Bir de devletin ekonomik kaynaklarının toplumsal sorunların giderilmesinde hızlıca kullanılması gibi bir organizasyon var ki, ABD'yi dünya üzerinde "süper devlet" olarak tanımlayanların en büyük gerekçesidir...
Söyler misiniz; yeryüzündeki en büyük kasırgalar hangi coğrafyada şehirleri yutarken, Amerika'daki gibi hızlıca müdahale edilebilir, yaralar sarılabilir acaba?..
Peki ya üç tarafı denizlerle kaplı, uçsuz bucaksız ormanları, muhteşem yaylaları (bir yılda 4 ürün alınabilen)

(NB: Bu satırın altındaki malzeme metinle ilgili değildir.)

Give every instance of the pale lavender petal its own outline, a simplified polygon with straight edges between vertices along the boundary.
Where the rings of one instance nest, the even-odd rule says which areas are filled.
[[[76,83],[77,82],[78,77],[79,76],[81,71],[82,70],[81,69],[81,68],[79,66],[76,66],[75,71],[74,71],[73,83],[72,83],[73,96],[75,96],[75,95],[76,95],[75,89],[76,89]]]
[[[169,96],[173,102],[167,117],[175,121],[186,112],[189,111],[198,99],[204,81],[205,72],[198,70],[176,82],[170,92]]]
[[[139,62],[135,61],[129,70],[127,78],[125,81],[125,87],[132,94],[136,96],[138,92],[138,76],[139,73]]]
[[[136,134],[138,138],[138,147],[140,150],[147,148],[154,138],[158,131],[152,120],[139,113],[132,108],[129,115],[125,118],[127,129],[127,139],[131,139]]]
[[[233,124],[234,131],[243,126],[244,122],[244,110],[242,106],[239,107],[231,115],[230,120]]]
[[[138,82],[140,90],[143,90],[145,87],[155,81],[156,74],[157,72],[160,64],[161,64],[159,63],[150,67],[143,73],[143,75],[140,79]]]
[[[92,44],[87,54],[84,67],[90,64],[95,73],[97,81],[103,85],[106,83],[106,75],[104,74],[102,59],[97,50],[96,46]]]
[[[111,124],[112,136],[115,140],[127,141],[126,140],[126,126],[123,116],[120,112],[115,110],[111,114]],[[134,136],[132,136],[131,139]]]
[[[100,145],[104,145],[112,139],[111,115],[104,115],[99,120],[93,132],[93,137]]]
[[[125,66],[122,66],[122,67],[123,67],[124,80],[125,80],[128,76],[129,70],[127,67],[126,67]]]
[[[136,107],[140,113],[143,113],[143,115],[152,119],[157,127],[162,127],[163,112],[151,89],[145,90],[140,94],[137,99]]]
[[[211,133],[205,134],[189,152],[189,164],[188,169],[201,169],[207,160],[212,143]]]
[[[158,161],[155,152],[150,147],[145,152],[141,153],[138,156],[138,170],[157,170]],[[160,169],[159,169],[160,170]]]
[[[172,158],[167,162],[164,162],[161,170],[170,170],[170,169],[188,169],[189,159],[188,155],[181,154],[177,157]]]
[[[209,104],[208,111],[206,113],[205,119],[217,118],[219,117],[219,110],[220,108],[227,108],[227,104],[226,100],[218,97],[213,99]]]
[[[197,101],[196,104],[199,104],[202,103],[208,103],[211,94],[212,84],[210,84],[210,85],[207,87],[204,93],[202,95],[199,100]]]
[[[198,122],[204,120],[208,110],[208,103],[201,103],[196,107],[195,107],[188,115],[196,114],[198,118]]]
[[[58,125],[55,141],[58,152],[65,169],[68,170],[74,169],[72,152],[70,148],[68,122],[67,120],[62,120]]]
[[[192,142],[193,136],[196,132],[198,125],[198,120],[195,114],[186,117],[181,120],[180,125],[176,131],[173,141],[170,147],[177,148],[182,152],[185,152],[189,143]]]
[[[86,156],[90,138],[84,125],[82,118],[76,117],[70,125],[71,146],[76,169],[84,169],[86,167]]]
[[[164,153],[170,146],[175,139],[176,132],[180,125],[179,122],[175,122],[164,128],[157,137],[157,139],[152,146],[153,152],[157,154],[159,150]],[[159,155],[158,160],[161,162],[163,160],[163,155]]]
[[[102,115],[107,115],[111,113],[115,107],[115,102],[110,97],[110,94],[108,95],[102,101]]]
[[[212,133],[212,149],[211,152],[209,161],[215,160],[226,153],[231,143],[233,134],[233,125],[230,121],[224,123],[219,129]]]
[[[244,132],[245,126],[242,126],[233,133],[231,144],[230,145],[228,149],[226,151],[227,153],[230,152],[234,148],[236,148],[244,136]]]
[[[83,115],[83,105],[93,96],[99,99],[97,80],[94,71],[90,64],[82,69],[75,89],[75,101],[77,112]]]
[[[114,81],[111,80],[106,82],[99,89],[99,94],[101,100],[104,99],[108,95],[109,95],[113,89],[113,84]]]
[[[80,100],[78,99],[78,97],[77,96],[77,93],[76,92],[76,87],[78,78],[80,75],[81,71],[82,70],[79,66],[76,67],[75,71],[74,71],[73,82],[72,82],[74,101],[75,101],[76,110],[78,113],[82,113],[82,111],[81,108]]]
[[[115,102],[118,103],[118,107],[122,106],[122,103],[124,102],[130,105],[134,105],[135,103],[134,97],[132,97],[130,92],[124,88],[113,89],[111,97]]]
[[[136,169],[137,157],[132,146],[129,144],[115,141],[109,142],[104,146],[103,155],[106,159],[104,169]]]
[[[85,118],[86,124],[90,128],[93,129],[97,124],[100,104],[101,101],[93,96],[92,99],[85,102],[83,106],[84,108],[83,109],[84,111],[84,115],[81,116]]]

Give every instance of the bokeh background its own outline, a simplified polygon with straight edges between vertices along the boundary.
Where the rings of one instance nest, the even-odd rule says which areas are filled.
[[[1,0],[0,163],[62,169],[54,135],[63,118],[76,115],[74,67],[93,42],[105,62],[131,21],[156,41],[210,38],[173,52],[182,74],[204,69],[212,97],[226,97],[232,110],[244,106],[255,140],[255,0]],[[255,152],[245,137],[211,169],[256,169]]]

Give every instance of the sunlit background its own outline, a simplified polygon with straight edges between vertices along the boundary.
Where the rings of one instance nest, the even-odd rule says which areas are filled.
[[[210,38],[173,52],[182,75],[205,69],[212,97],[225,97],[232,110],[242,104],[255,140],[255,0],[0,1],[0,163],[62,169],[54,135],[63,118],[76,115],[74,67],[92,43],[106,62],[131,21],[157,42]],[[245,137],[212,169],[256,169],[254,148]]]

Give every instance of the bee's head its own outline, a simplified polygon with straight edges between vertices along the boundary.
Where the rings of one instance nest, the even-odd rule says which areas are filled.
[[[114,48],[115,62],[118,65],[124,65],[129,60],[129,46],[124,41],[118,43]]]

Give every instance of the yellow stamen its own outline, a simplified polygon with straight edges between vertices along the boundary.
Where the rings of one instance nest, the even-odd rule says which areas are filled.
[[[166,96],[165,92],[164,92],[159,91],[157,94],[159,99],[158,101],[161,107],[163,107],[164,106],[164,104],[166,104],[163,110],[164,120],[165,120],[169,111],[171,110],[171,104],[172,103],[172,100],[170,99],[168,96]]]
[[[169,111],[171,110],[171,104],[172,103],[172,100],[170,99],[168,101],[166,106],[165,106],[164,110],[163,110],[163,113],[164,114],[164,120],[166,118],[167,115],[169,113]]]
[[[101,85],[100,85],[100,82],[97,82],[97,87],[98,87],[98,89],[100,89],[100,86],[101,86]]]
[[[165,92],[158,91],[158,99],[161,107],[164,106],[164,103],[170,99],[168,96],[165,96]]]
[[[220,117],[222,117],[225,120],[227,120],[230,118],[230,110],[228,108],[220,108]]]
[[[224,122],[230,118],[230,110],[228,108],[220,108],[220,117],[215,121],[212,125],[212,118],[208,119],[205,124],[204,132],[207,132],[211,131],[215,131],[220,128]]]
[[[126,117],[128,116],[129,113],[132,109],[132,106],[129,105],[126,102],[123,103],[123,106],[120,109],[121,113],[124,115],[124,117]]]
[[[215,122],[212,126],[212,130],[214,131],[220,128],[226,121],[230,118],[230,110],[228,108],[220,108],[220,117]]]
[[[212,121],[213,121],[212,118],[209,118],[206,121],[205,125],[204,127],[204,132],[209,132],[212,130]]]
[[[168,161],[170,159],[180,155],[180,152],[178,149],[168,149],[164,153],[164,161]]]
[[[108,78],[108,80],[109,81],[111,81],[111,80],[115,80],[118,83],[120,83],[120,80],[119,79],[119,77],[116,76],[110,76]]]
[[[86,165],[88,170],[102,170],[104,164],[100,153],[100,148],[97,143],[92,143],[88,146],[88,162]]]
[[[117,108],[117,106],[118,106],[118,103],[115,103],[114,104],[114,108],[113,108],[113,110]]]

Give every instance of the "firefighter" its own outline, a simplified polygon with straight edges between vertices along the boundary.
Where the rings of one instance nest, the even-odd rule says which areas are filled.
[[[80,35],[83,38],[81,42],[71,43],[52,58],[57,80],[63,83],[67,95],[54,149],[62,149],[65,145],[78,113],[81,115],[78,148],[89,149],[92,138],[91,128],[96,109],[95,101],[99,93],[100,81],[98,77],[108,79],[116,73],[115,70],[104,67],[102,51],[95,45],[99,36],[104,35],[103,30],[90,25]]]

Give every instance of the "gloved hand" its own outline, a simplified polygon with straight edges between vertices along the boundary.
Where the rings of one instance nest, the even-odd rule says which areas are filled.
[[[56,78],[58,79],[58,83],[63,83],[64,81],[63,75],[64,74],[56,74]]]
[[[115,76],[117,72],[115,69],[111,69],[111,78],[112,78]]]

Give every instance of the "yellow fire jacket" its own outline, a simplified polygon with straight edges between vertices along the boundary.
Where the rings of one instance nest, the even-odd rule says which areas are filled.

bereketli ovalarıyla Türkiye Cumhuriyeti'nin olaylar karşısındaki şaşkın, çaresiz tavrına ne denilmeli?..
Balıkçılıktan arıcılığa, turizmden sanayiye kadar üretim alanlarıyla ve cumhuriyetin kuruluşundan bu yana atılan temelleriyle, bir dönem "kendi kendine yeten 7 ülkeden biri" olan Türkiye'nin o güçlü iradesine son yıllarda ne oldu acaba?..
AKP'nin iktidara gelmesiyle birlikte, bir türlü gündemden düşmeyen yolsuzluklar, yeşil alanların, ormanların, kıyıların talan edilmesi, yap-işlet-devret ile devletin milyarlarca lira borç altına sürüklenmesi; halkın ise geçmediği köprülerin, havaalanlarının, gitmediği hastanelerin parasını ödemeye mahkûm edilmesi, asıl konumuz değil...
Siyasetin karmaşası içerisinde, muhalefetin de, iktidarın da birbirinin konumunu güçlendirmesi ve bu yüzden Türkiye'nin, bir yandan dertlerle boğuşurken, diğer yandan da "seçenek" arama gayretinden yorulmasına da dikkat çekmeyeceğiz bugün...
Ve tabii ki işsizlik, enflasyon, zam, siyanürle toplu intiharlar, açlık ve sefalet girdabında, asgari ücret gibi (tek kişiye bile yetmeyecek) bir gelirin insanları ekmeğe, suya muhtaç etmesine de bir kez daha değinmeyeceğiz...
Son günlerde orman yakılmasıyla birlikte gündeme gelen ve Irak'ta, Suriye'de Türk askerlerinin şehit olduğu terör operasyonlarını da bir kez daha yorumlayarak, bölücülük, gericilik ikileminde dayatılan şiddetin üzerinde yoğunlaşmayacağız...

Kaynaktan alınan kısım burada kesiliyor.